2019-11-17 02:33:06.953 INFO [kea-dhcp4.commands/10133] COMMAND_RECEIVED Received command 'ha-heartbeat' ## this is from our monitoring, not the standby
Logs from standby:
2019-11-17 02:28:54.120 INFO [kea-dhcp4.commands/14468] COMMAND_RECEIVED Received command 'ha-heartbeat'
2019-11-17 02:28:58.796 INFO [kea-dhcp4.commands/14468] COMMAND_RECEIVED Received command 'lease4-update'
2019-11-17 02:29:59.225 ERROR [kea-dhcp4.commands/14468] COMMAND_SOCKET_WRITE_FAIL Error while writing to command socket 28 : Broken pipe
2019-11-17 02:29:59.228 INFO [kea-dhcp4.commands/14468] COMMAND_RECEIVED Received command 'ha-heartbeat'
2019-11-17 02:29:59.228 ERROR [kea-dhcp4.ha-hooks/14468] HA_HIGH_CLOCK_SKEW_CAUSES_TERMINATION my time: 2019-11-17 01:29:59, partner's time: 2019-11-17 01:28:56, partner's clock is 63s behind, causing HA service to terminate
2019-11-17 02:29:59.228 INFO [kea-dhcp4.ha-hooks/14468] HA_STATE_TRANSITION server transitions from HOT-STANDBY to TERMINATED state, partner state is HOT-STANDBY
2019-11-17 02:29:59.229 INFO [kea-dhcp4.ha-hooks/14468] HA_LEASE_UPDATES_DISABLED lease updates will not be sent to the partner while in TERMINATED state
2019-11-17 02:29:59.229 ERROR [kea-dhcp4.ha-hooks/14468] HA_TERMINATED HA service terminated due to an unrecoverable condition. Check previous error message(s), address the problem and restart!

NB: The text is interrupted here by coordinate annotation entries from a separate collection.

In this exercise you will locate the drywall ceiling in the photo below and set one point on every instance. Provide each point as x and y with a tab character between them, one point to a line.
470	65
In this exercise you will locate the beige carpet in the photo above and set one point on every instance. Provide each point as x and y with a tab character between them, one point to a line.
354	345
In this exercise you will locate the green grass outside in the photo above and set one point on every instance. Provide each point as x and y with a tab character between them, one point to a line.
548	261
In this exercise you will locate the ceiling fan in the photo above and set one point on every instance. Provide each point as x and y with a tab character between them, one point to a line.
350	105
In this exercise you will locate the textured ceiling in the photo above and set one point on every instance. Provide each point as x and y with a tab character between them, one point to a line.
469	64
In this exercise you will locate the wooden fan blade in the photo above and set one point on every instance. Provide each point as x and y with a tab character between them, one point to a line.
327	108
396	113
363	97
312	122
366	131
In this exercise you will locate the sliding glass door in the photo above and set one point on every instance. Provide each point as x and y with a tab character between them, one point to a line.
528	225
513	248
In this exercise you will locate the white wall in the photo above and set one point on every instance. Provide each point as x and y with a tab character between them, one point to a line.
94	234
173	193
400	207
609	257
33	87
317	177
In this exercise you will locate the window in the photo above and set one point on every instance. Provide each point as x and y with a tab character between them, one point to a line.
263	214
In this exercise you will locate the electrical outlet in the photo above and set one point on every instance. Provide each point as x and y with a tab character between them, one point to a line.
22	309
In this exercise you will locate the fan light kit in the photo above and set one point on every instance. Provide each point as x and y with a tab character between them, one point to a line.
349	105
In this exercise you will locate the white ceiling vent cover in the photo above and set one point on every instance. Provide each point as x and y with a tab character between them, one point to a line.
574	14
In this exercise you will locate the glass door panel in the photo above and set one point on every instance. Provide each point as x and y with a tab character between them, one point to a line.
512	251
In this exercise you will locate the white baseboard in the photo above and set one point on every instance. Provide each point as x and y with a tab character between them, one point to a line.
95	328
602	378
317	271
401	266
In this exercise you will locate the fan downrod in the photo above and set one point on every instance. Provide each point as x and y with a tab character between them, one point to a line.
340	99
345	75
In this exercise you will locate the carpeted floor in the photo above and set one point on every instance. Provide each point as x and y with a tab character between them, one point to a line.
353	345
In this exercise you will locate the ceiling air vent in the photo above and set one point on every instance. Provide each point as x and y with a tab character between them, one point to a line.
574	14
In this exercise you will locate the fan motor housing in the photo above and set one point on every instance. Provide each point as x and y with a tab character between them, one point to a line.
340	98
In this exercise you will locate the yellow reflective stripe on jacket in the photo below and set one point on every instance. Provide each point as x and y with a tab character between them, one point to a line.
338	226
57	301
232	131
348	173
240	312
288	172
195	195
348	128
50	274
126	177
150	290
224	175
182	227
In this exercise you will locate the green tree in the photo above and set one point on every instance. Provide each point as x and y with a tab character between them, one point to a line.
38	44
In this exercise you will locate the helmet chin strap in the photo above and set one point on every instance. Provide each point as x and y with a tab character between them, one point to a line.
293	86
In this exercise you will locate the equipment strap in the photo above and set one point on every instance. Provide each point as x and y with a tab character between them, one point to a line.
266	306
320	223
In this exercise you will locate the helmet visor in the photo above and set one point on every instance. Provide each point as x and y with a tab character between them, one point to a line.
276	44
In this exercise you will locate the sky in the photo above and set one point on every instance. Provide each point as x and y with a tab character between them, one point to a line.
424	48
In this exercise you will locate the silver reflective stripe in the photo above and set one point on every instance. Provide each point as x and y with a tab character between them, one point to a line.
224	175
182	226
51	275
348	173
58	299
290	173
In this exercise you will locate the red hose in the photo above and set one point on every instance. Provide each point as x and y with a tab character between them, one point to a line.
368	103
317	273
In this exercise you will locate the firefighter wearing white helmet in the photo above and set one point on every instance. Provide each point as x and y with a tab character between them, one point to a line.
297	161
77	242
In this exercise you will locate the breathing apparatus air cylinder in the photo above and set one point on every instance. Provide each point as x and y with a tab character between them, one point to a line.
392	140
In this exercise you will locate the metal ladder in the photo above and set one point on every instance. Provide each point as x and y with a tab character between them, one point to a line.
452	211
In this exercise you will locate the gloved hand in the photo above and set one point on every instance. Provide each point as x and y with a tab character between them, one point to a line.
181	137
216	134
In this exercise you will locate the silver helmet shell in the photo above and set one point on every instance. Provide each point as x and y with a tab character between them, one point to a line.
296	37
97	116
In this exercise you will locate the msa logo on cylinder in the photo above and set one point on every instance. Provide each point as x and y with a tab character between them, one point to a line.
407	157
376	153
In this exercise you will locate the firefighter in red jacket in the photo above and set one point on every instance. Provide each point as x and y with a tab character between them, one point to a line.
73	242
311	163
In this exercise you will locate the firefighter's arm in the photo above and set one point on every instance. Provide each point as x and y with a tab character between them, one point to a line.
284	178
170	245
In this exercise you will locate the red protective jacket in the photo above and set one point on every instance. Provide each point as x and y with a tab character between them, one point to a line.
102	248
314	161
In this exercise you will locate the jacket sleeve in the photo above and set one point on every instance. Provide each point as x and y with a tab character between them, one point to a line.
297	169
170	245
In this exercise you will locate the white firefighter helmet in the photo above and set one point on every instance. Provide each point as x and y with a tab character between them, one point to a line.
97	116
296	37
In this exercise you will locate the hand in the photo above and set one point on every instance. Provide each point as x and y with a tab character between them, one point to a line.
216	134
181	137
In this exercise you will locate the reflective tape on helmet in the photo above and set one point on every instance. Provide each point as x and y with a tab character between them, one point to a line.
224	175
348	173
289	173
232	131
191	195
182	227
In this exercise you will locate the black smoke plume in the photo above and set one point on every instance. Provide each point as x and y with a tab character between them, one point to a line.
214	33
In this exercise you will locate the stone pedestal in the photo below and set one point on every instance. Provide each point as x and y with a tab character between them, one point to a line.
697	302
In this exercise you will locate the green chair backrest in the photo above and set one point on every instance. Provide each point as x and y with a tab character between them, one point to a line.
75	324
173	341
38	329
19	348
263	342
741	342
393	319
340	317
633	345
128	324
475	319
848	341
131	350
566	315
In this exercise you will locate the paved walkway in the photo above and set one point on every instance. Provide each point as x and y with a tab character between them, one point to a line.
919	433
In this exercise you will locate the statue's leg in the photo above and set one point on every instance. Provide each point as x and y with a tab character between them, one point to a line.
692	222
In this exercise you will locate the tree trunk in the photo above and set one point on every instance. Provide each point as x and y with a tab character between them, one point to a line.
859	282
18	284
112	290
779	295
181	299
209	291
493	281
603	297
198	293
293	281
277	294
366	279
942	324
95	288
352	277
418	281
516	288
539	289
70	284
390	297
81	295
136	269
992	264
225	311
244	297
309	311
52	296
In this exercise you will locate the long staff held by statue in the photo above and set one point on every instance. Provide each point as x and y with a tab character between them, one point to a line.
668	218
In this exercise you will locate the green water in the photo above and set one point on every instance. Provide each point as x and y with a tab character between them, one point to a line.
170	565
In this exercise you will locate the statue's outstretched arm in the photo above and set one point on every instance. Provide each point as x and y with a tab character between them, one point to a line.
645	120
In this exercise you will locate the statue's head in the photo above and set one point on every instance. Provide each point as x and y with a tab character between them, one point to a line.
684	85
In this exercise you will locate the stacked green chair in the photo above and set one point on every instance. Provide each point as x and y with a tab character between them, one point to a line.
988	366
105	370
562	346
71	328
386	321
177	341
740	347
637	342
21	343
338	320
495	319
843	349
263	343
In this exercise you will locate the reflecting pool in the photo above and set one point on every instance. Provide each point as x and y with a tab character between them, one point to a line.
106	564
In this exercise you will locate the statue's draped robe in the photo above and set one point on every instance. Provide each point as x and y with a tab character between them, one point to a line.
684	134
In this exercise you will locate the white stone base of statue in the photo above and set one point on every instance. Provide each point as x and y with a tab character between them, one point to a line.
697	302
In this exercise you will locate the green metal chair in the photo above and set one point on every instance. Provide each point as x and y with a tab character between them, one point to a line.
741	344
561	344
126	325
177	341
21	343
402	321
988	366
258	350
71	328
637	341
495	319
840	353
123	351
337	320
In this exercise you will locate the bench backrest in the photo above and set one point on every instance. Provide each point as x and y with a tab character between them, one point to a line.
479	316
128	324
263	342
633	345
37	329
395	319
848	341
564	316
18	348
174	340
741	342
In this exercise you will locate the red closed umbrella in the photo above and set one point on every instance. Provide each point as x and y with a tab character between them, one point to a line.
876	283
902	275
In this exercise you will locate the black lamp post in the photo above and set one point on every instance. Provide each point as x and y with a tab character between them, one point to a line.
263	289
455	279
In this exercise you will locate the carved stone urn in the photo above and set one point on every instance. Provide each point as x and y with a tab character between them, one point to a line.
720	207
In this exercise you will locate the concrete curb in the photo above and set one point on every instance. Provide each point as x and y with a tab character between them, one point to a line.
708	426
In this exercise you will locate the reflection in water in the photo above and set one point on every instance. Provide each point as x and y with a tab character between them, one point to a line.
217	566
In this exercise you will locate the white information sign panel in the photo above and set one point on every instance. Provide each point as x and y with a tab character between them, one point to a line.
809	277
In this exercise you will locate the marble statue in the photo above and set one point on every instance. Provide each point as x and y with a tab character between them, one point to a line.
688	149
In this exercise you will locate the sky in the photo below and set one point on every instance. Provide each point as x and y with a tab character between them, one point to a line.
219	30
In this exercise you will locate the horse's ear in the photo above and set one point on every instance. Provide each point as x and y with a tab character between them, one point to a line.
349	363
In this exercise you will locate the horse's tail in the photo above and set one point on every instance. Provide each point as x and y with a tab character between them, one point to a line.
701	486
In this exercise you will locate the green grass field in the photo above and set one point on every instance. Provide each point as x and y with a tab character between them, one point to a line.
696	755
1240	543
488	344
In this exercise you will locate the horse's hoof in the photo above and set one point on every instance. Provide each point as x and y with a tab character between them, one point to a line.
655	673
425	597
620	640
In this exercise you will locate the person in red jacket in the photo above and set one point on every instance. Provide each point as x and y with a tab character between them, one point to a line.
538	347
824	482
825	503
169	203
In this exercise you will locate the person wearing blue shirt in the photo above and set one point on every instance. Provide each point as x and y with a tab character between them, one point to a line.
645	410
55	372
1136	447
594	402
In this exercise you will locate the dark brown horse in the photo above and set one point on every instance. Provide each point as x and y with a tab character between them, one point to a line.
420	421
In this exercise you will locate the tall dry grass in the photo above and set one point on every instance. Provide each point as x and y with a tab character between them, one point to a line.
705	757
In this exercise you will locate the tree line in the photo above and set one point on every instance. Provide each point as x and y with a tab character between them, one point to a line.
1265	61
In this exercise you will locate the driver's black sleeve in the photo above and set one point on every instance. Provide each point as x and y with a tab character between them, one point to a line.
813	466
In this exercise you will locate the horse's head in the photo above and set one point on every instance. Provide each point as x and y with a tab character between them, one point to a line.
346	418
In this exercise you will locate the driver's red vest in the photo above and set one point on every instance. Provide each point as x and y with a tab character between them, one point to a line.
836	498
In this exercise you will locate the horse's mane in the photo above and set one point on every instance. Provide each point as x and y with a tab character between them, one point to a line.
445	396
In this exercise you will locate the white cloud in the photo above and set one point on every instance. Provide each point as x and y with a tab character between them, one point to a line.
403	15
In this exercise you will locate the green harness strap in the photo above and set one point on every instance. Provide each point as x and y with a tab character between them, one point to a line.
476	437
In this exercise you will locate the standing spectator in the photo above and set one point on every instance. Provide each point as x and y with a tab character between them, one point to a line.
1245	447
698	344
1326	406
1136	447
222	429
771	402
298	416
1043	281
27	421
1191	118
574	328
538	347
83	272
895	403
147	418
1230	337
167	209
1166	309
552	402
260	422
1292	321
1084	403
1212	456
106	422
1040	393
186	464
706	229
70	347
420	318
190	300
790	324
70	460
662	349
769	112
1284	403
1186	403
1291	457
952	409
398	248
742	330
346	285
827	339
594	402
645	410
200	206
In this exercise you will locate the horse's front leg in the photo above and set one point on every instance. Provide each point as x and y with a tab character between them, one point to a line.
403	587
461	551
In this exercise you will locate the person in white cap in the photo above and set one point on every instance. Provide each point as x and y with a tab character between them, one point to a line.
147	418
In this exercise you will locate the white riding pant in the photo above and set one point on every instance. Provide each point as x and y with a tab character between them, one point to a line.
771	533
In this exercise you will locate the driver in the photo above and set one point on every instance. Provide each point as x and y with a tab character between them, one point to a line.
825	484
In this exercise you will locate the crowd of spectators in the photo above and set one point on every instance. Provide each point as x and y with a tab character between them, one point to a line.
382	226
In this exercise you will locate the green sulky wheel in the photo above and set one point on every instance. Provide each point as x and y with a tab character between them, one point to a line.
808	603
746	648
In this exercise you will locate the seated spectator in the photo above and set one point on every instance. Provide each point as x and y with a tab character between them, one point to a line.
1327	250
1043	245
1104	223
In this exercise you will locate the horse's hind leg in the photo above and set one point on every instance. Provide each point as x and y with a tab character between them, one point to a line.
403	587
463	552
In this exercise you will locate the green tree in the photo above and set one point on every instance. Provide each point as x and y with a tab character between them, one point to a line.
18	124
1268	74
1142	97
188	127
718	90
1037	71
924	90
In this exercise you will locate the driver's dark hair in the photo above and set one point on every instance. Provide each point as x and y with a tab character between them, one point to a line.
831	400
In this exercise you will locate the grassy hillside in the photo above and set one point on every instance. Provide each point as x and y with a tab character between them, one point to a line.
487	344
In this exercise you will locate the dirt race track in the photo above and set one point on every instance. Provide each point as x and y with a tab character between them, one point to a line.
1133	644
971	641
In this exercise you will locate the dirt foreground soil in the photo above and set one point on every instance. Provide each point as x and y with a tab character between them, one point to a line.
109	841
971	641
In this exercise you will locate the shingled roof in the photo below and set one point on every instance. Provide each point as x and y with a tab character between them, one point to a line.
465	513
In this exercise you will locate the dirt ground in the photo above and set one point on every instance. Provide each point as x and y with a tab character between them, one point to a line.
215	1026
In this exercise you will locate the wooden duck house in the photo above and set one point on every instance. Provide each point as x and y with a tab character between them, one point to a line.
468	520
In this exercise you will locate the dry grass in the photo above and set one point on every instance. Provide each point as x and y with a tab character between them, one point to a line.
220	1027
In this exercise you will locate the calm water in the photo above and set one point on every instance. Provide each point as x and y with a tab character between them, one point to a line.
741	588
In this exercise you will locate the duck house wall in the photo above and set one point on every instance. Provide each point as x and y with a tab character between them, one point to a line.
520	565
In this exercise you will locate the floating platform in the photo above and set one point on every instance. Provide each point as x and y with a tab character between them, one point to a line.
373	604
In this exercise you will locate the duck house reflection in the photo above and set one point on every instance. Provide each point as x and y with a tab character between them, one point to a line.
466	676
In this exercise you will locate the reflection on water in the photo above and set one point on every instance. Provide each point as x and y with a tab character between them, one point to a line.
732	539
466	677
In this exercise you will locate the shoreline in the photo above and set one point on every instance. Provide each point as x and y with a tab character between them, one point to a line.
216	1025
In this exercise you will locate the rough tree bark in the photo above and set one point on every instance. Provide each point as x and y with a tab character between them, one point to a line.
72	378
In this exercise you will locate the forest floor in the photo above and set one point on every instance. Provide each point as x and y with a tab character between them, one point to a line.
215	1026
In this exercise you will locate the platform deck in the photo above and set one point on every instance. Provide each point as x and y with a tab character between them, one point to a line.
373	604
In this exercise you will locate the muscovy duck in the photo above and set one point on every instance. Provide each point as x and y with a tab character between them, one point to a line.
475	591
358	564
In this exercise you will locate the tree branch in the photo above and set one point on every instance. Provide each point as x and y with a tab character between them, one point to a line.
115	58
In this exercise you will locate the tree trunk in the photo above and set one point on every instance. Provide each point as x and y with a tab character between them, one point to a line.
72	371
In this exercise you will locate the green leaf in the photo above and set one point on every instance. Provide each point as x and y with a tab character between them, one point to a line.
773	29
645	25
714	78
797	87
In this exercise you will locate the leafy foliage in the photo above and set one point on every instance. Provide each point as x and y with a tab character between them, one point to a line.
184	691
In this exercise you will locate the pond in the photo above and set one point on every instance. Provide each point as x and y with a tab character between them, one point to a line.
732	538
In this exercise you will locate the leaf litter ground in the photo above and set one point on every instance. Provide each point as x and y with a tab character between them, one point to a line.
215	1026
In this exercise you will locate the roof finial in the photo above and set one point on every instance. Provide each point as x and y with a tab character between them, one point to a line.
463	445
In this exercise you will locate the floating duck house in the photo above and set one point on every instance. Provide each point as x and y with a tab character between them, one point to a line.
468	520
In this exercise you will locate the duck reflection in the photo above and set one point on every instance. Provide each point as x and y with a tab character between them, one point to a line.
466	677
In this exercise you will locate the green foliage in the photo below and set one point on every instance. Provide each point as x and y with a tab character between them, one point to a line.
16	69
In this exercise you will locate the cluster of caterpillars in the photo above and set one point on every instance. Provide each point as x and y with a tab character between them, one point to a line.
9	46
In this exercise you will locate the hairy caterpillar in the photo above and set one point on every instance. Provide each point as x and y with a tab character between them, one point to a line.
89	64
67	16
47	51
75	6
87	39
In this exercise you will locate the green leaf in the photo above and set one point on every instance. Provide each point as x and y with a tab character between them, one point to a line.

2019-11-17 02:30:03.821 INFO [kea-dhcp4.commands/14468] COMMAND_RECEIVED Received command 'ha-heartbeat'
2019-11-17 02:30:03.844 INFO [kea-dhcp4.commands/14468] COMMAND_RECEIVED Received command 'dhcp-disable'
2019-11-17 02:30:03.868 INFO [kea-dhcp4.commands/14468] COMMAND_RECEIVED Received command 'lease4-get-page'
2019-11-17 02:30:03.898 INFO [kea-dhcp4.commands/14468] COMMAND_RECEIVED Received command 'dhcp-enable'
2019-11-17 02:30:08.922 INFO [kea-dhcp4.commands/14468] COMMAND_RECEIVED Received command 'ha-heartbeat' ## probably monitoring again, after this guaranteed just monitoring
What is weird to me is that only the standby saw the clock skew... could the heartbeat response been delayed that long causing a false-positive? It might not be a bad idea to make a second check for clock skew if that is really what happened.